À l’occasion de la Journée mondiale des biotechnologistes célébrée le 15 avril 2026, le Syndicat National des Biotechnologistes Diplômés d’État de Côte d’Ivoire (SYNBIODE-CI) a rendu un hommage appuyé aux professionnels de la biologie technique pour leur engagement, leur rigueur et leur contribution essentielle à l’efficacité du système de santé ivoirien.
Dans une déclaration officielle, l’organisation syndicale a rappelé le rôle stratégique des techniciens biologistes et des ingénieurs dans la chaîne de soins. Selon le SYNBIODE-CI, ces acteurs constituent un maillon incontournable d’un système de santé moderne et performant. Le syndicat a également réaffirmé son engagement en faveur de la création d’un Ordre des techniciens biologistes et des ingénieurs, afin de mieux structurer la profession.

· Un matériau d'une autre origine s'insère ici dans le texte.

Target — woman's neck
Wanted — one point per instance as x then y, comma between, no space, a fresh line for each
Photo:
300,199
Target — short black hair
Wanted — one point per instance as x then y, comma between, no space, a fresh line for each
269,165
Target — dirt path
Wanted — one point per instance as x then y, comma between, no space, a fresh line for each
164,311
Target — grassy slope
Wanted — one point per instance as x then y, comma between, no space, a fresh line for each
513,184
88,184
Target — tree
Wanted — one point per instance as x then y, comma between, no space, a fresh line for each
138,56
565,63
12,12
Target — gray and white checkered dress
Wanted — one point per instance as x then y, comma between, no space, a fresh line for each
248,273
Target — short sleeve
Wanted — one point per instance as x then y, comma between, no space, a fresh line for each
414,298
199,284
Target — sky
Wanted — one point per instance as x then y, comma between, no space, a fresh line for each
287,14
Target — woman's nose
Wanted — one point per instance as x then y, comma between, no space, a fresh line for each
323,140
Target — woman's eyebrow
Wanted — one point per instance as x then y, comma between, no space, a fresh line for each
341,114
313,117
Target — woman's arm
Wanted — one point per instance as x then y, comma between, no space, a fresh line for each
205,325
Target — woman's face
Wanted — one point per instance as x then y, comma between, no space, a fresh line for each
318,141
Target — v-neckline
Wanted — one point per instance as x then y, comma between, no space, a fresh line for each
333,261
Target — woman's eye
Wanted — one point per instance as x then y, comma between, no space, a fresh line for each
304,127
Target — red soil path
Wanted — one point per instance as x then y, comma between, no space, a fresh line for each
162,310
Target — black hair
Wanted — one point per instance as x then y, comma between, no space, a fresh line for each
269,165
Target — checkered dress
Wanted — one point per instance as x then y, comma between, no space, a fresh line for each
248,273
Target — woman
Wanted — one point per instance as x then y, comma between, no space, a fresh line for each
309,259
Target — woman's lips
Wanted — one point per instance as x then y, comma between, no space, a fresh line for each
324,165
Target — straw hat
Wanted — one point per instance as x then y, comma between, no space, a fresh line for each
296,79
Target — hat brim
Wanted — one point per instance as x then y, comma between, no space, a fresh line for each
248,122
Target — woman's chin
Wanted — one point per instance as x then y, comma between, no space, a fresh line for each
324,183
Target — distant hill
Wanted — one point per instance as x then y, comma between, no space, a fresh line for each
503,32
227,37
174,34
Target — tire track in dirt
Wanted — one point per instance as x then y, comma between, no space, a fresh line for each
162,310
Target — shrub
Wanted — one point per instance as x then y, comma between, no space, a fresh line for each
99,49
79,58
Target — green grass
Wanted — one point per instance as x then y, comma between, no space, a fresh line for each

Profitant de cette tribune, l’organisation a exprimé sa position sur le projet de loi portant organisation de la biologie médicale en Côte d’Ivoire, présenté le 2 avril 2026 par le ministre de la Santé, Pierre Dimba, et déjà adopté en commission à l’Assemblée nationale.
Le syndicat salue la volonté manifeste des autorités gouvernementales, notamment celle du Ministre de la Santé, de doter le pays d’un cadre juridique moderne et structurant pour l’exercice de la biologie médicale. Cette initiative est à la fois opportune et nécessaire, en ce qu’elle vise à encadrer les conditions d’exercice des professionnels, renforcer les mécanismes d’accréditation des laboratoires, réglementer l’ouverture des structures d’analyses médicales, et garantir le respect des normes en matière de biosécurité ainsi que de gestion des déchets biomédicaux, le syndicat a toutefois émis des observations.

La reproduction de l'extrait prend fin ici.